Minutes later, however, he was back at the bushes. And always, on the periphery of vision drawn to his flashy red is his mate, her dun coloring tinged with a yellowy orange; she brings her romance and gets her berries too.

And each afternoon, after all the avian feeding, I go out and get ours.

MY Walden

By Corinne H. Smith

How many a man has dated a new era in his life from the reading of a
book.  The book exists for us perchance which will explain our
miracles and reveal new ones. (Thoreau, “Reading,” Walden)

When we marked the 159th anniversary of the publication of Walden; or, Life in the Woods on August 9, 2013, I was returned to the story of my own first copy of the book.

I suppose I became an unofficial “Thoreauvian” after reading the essay “Civil Disobedience” in Harold Sachwald’s tenth-grade English class at Hempfield High School in Lancaster County, Pennsylvania. It was in the early 1970s. I was an only child who felt that she was under the daily scrutiny of a domineering mother. Thoreau’s spirit of independence and inclination toward non-violent protest immediately resonated with me. “The only obligation which I have a right to assume, is to do at any time what I think right,” Henry told me. Wow. I sure wanted to drink more water from this well.

Walden was the book I knew I had to read next. So I checked out the copy from our school library. It was several inches thick, had a leather spine, and was probably from the 1930s or 1940s. It had a leafy decoration on the cover and a few nice engravings that illustrated each chapter. But I couldn’t quite get into it. The opening section on “Economy” had me stymied. But I still sensed that the contents would be important to me, so I kept renewing it and kept hoping that I would someday understand it. I carried that book around for most of my junior year. Finally, I returned it to the library, heavily fingerprinted, but unread.

In the second semester of twelfth grade, I took an elective American literature class that included the reading of Walden. For no recorded grade and for only half of one academic credit. I bought my own paperback — ironically enough, at Walden Books in the Park City Mall — so that I would be free to underline the good parts. I even liked the way this edition looked, with its funky and colorful 1960s cover showing a solitary individual, sitting under a tree, gazing across a body of water. I paid 75 cents for it. I wanted to be that person.

MY Walden and one of its sisters

 

I’ll admit that it took the intervention of English teacher Thomas McVey for me to finally begin to digest Thoreau’s prose. But suddenly nearly every page contained at least one nugget that I felt was inspirational and worth saving: “The mass of men lead lives of quiet desperation,” for instance; “I went to the woods because I wished to live deliberately,” for another.

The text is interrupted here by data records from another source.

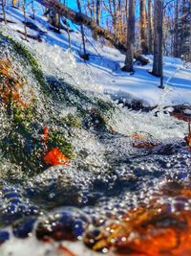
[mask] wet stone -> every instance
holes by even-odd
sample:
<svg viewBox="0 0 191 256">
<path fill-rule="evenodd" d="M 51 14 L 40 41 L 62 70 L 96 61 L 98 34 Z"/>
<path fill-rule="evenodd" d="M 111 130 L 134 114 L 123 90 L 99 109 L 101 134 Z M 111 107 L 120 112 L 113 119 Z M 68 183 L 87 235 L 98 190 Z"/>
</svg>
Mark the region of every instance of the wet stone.
<svg viewBox="0 0 191 256">
<path fill-rule="evenodd" d="M 88 218 L 75 209 L 63 209 L 40 220 L 35 230 L 38 240 L 76 241 L 83 236 L 89 225 Z"/>
</svg>

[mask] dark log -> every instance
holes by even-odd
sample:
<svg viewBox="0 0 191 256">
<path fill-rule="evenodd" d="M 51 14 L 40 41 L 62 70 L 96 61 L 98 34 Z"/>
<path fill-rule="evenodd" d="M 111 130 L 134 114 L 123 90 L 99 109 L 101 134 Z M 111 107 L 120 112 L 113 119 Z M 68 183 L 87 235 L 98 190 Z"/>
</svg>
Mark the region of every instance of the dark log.
<svg viewBox="0 0 191 256">
<path fill-rule="evenodd" d="M 74 10 L 68 8 L 64 4 L 56 0 L 36 0 L 39 4 L 53 9 L 58 14 L 63 15 L 64 17 L 70 19 L 76 25 L 84 25 L 89 28 L 94 34 L 103 36 L 105 39 L 110 41 L 112 45 L 114 45 L 117 49 L 118 49 L 121 53 L 126 53 L 127 48 L 122 43 L 116 38 L 115 35 L 110 33 L 108 30 L 105 30 L 98 26 L 96 22 L 92 20 L 92 18 L 86 16 L 83 13 L 76 12 Z"/>
<path fill-rule="evenodd" d="M 58 14 L 70 19 L 76 25 L 86 26 L 87 28 L 89 28 L 91 31 L 94 32 L 94 35 L 97 35 L 99 36 L 104 37 L 113 46 L 115 46 L 120 53 L 126 54 L 127 47 L 122 43 L 120 43 L 114 34 L 98 26 L 92 18 L 88 17 L 87 15 L 81 12 L 74 12 L 74 10 L 68 8 L 64 4 L 61 4 L 57 0 L 36 0 L 36 2 L 45 6 L 48 9 L 49 8 L 53 9 Z M 134 58 L 137 59 L 137 57 L 138 56 L 135 56 Z M 141 57 L 141 60 L 143 60 L 143 58 L 144 58 Z M 139 58 L 138 60 L 140 60 Z M 145 61 L 147 61 L 146 58 Z"/>
</svg>

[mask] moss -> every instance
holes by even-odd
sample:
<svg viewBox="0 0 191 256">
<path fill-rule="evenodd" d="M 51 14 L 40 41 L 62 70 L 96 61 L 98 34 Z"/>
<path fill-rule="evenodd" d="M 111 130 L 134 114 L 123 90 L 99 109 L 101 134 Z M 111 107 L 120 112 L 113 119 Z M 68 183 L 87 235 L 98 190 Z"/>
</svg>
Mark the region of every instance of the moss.
<svg viewBox="0 0 191 256">
<path fill-rule="evenodd" d="M 64 134 L 61 131 L 54 131 L 50 134 L 48 148 L 59 148 L 61 152 L 69 158 L 74 158 L 76 155 L 74 153 L 73 145 L 66 141 Z"/>
<path fill-rule="evenodd" d="M 112 103 L 106 102 L 104 100 L 101 99 L 97 99 L 97 106 L 98 108 L 103 111 L 104 113 L 107 112 L 113 112 L 115 110 L 115 105 Z"/>
<path fill-rule="evenodd" d="M 32 72 L 33 73 L 36 81 L 41 85 L 41 88 L 43 89 L 43 91 L 46 92 L 44 89 L 46 81 L 44 79 L 43 72 L 41 70 L 40 65 L 38 64 L 37 59 L 32 56 L 32 54 L 24 45 L 15 41 L 11 36 L 6 36 L 6 35 L 3 35 L 3 36 L 11 44 L 15 53 L 21 56 L 23 58 L 25 58 L 25 60 L 29 62 L 32 68 Z M 24 63 L 24 65 L 26 65 L 26 63 Z"/>
</svg>

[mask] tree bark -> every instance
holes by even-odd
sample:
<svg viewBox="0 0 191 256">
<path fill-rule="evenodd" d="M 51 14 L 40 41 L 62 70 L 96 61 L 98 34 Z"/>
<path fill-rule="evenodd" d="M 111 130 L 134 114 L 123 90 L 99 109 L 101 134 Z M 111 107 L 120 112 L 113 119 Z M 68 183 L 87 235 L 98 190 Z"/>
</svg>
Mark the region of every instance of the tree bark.
<svg viewBox="0 0 191 256">
<path fill-rule="evenodd" d="M 110 41 L 112 45 L 114 45 L 121 53 L 123 54 L 126 53 L 127 48 L 116 38 L 115 35 L 98 26 L 94 20 L 92 20 L 85 14 L 76 12 L 56 0 L 36 0 L 36 1 L 47 8 L 54 9 L 54 11 L 57 13 L 65 16 L 66 18 L 72 20 L 74 23 L 77 25 L 83 24 L 90 30 L 96 33 L 97 35 L 103 36 L 105 39 Z"/>
<path fill-rule="evenodd" d="M 175 2 L 174 57 L 179 58 L 179 0 Z"/>
<path fill-rule="evenodd" d="M 146 38 L 146 7 L 145 0 L 140 0 L 140 46 L 143 55 L 148 54 L 148 45 Z"/>
<path fill-rule="evenodd" d="M 156 77 L 162 76 L 162 24 L 163 5 L 162 0 L 154 2 L 154 60 L 152 74 Z"/>
<path fill-rule="evenodd" d="M 123 71 L 133 72 L 135 45 L 135 0 L 129 0 L 129 18 L 127 29 L 127 52 Z"/>
</svg>

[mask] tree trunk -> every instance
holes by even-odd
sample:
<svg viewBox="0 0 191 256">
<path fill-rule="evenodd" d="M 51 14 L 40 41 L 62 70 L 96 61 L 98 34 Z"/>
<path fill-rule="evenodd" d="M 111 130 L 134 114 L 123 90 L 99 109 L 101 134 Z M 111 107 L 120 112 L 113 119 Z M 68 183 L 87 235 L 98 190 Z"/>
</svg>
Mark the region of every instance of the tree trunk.
<svg viewBox="0 0 191 256">
<path fill-rule="evenodd" d="M 135 0 L 129 0 L 129 18 L 127 31 L 127 52 L 123 71 L 133 72 L 135 45 Z"/>
<path fill-rule="evenodd" d="M 175 2 L 175 29 L 174 29 L 174 57 L 178 58 L 179 55 L 179 0 Z"/>
<path fill-rule="evenodd" d="M 148 54 L 153 53 L 153 24 L 152 24 L 152 3 L 148 0 Z"/>
<path fill-rule="evenodd" d="M 96 24 L 100 24 L 100 0 L 96 0 Z"/>
<path fill-rule="evenodd" d="M 140 46 L 143 55 L 148 54 L 148 45 L 146 38 L 146 7 L 145 0 L 140 0 Z"/>
<path fill-rule="evenodd" d="M 3 12 L 3 18 L 4 18 L 4 22 L 5 24 L 7 24 L 7 18 L 6 18 L 6 10 L 5 10 L 5 7 L 6 7 L 6 0 L 2 0 L 1 2 L 1 6 L 2 6 L 2 12 Z"/>
<path fill-rule="evenodd" d="M 103 36 L 105 39 L 110 41 L 117 49 L 121 53 L 126 53 L 126 47 L 120 43 L 108 30 L 105 30 L 94 22 L 90 17 L 84 15 L 83 13 L 76 12 L 72 9 L 66 7 L 65 5 L 59 3 L 56 0 L 36 0 L 38 3 L 44 5 L 47 8 L 54 9 L 56 12 L 60 15 L 65 16 L 66 18 L 72 20 L 77 25 L 84 25 L 89 28 L 91 31 L 96 33 L 97 35 Z"/>
<path fill-rule="evenodd" d="M 79 12 L 81 13 L 81 3 L 80 0 L 77 0 L 77 8 Z M 86 54 L 86 44 L 85 44 L 85 34 L 84 34 L 84 28 L 83 25 L 80 25 L 80 30 L 81 30 L 81 37 L 82 37 L 82 44 L 83 44 L 83 55 L 81 56 L 84 59 L 88 58 Z"/>
<path fill-rule="evenodd" d="M 162 76 L 162 23 L 163 5 L 162 0 L 154 1 L 154 60 L 152 74 L 156 77 Z"/>
</svg>

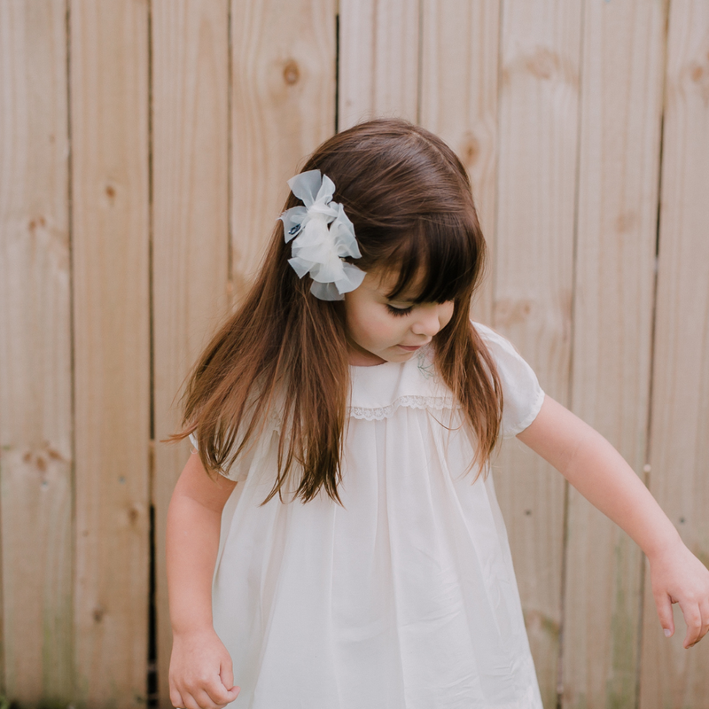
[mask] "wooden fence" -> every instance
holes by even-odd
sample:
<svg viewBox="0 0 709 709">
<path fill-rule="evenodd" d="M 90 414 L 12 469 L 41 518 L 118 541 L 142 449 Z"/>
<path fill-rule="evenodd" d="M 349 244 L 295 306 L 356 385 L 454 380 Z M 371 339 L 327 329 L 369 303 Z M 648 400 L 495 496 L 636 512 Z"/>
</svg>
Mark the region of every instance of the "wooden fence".
<svg viewBox="0 0 709 709">
<path fill-rule="evenodd" d="M 709 562 L 705 0 L 0 0 L 0 694 L 169 706 L 173 398 L 285 180 L 401 115 L 470 170 L 478 316 Z M 642 555 L 519 444 L 496 484 L 545 707 L 709 707 Z"/>
</svg>

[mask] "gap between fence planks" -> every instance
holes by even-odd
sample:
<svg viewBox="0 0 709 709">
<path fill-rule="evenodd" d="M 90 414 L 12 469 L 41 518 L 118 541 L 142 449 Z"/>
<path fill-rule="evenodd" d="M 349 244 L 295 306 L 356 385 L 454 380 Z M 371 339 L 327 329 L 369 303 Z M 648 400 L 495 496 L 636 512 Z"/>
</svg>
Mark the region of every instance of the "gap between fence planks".
<svg viewBox="0 0 709 709">
<path fill-rule="evenodd" d="M 339 130 L 383 116 L 418 121 L 420 4 L 339 0 Z"/>
<path fill-rule="evenodd" d="M 231 274 L 260 265 L 286 182 L 335 129 L 335 0 L 231 4 Z"/>
<path fill-rule="evenodd" d="M 150 311 L 148 6 L 69 7 L 75 697 L 145 701 Z"/>
<path fill-rule="evenodd" d="M 505 3 L 494 326 L 568 404 L 580 4 Z M 497 466 L 545 705 L 557 701 L 565 483 L 512 441 Z"/>
<path fill-rule="evenodd" d="M 422 17 L 421 125 L 460 158 L 485 240 L 488 265 L 473 319 L 492 323 L 497 192 L 497 74 L 500 4 L 425 0 Z"/>
<path fill-rule="evenodd" d="M 165 527 L 189 441 L 176 396 L 229 305 L 229 2 L 153 0 L 152 336 L 160 705 L 172 706 Z"/>
<path fill-rule="evenodd" d="M 643 477 L 664 8 L 584 9 L 571 404 Z M 562 706 L 633 707 L 642 553 L 573 488 L 567 515 Z"/>
<path fill-rule="evenodd" d="M 650 488 L 709 565 L 709 5 L 670 4 Z M 709 643 L 662 634 L 646 574 L 641 709 L 706 706 Z"/>
<path fill-rule="evenodd" d="M 0 4 L 0 692 L 72 698 L 72 410 L 63 0 Z"/>
</svg>

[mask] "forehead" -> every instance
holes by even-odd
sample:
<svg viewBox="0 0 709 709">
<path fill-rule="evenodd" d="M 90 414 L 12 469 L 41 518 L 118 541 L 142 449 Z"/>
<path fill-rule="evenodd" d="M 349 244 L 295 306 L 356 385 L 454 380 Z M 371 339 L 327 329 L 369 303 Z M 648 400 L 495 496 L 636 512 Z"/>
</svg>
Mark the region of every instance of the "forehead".
<svg viewBox="0 0 709 709">
<path fill-rule="evenodd" d="M 362 282 L 362 285 L 375 292 L 382 298 L 413 302 L 421 292 L 425 276 L 423 273 L 418 274 L 410 283 L 408 283 L 397 292 L 397 285 L 400 285 L 400 277 L 401 274 L 398 270 L 379 269 L 368 273 L 367 277 Z"/>
</svg>

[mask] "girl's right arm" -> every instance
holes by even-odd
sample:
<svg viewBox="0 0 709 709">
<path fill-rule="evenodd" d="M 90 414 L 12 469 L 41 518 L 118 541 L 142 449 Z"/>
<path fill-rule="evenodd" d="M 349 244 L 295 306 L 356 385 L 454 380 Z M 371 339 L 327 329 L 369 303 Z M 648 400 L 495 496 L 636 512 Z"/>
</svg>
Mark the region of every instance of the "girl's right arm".
<svg viewBox="0 0 709 709">
<path fill-rule="evenodd" d="M 206 473 L 193 453 L 168 510 L 168 593 L 173 631 L 170 701 L 186 709 L 215 709 L 237 698 L 231 658 L 212 624 L 222 510 L 235 482 Z"/>
</svg>

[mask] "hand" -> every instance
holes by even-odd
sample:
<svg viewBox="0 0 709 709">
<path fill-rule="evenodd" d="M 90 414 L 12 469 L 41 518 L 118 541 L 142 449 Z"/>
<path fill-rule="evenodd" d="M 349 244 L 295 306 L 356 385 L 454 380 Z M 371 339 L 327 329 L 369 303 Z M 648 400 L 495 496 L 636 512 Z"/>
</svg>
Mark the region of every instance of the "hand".
<svg viewBox="0 0 709 709">
<path fill-rule="evenodd" d="M 175 634 L 169 682 L 170 701 L 183 709 L 221 709 L 239 693 L 231 658 L 213 628 Z"/>
<path fill-rule="evenodd" d="M 679 604 L 687 635 L 684 647 L 698 643 L 709 630 L 709 571 L 679 541 L 650 558 L 652 595 L 665 635 L 674 635 L 672 604 Z"/>
</svg>

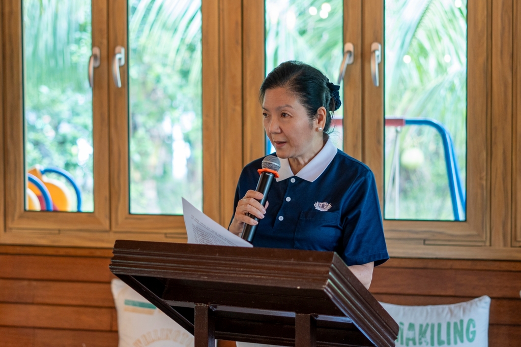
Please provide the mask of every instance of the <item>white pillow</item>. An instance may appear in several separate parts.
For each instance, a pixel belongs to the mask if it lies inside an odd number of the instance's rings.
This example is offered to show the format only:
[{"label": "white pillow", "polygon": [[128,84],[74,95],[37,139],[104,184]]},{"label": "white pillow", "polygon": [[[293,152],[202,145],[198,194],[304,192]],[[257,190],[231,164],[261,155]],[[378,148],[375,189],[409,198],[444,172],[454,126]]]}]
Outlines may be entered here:
[{"label": "white pillow", "polygon": [[194,337],[123,281],[114,279],[119,347],[193,347]]},{"label": "white pillow", "polygon": [[452,305],[380,303],[400,325],[396,346],[487,347],[490,298]]}]

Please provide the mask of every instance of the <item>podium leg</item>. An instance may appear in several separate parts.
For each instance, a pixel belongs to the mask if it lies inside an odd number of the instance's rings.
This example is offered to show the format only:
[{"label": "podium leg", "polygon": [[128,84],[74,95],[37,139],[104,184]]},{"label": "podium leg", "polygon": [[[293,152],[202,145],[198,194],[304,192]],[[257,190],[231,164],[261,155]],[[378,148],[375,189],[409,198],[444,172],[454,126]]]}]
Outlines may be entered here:
[{"label": "podium leg", "polygon": [[313,316],[299,313],[295,315],[295,347],[316,347],[316,332],[317,321]]},{"label": "podium leg", "polygon": [[209,305],[195,304],[194,347],[215,347],[215,325]]}]

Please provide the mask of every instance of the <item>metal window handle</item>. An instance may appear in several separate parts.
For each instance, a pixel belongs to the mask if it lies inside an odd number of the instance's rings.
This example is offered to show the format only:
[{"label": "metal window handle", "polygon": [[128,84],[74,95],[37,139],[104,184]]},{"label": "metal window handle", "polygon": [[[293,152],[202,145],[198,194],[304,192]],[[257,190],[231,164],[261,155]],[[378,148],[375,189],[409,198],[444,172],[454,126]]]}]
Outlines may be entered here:
[{"label": "metal window handle", "polygon": [[112,59],[112,78],[114,84],[118,88],[121,87],[121,78],[119,74],[119,67],[125,65],[125,49],[121,46],[118,46],[114,51],[114,57]]},{"label": "metal window handle", "polygon": [[378,87],[380,86],[378,75],[378,64],[382,62],[382,45],[378,42],[371,44],[371,76],[373,83]]},{"label": "metal window handle", "polygon": [[337,84],[340,84],[342,80],[344,79],[344,75],[345,75],[345,70],[348,65],[351,65],[355,60],[355,46],[351,42],[348,42],[344,45],[344,59],[342,60],[342,64],[340,65],[340,73],[338,75],[338,81]]},{"label": "metal window handle", "polygon": [[92,47],[92,55],[89,59],[89,84],[91,88],[94,87],[94,68],[100,66],[101,62],[101,51],[99,47]]}]

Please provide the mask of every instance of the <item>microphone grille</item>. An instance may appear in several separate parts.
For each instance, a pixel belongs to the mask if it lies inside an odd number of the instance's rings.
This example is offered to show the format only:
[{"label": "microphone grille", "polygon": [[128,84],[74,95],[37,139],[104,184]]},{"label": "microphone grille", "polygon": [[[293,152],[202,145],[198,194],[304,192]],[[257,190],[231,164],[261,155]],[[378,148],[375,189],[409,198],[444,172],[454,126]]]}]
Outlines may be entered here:
[{"label": "microphone grille", "polygon": [[280,169],[280,160],[275,156],[268,156],[263,159],[262,168],[278,172]]}]

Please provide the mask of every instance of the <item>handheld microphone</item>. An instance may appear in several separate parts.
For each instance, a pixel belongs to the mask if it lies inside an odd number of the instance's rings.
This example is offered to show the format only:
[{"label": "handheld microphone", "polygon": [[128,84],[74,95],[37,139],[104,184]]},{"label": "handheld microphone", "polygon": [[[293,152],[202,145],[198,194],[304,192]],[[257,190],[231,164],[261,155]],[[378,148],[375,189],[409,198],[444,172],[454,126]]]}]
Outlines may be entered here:
[{"label": "handheld microphone", "polygon": [[[278,171],[280,169],[280,160],[275,156],[268,156],[263,160],[262,169],[258,170],[260,177],[259,178],[258,183],[257,184],[257,188],[255,189],[255,191],[260,192],[264,196],[262,199],[257,200],[263,206],[266,204],[266,201],[268,199],[268,193],[269,192],[269,189],[271,187],[274,178],[279,177]],[[248,213],[247,216],[257,222],[259,221],[258,218],[250,213]],[[251,243],[253,241],[253,237],[255,235],[257,225],[258,224],[250,225],[245,223],[241,237]]]}]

I underlined them all with my see-through, blue Bic pen. These were powerful words for a teenager, especially for one who was on the verge of carving out her own place in society. I took the philosophy of Walden to heart. I was hooked on Henry for life.

Many years have passed. (Just how many and where they have gone, I cannot fathom.) I now own at least half a dozen copies of Walden; including a German edition I bought in Munich in 1986 and a Canadian reprint that I picked up in Ontario in 2009. But whenever I need to find a favorite passage, I turn to my well-worn paperback. I open it up and smile at my youthful wavering blue underlines. And I find just what I was looking for.

At used book sales, I have sometimes spied sister copies of this edition, MY edition, with the person sitting under the autumn-leafed tree on the cover. I used to buy them as I saw them so that I could have multiple copies of MY Walden. Recently, I changed my mind. I now leave the books behind so that someone else can find them. I hope that their new owners will be as inspired by Thoreau’s words and THEIR editions as I have been.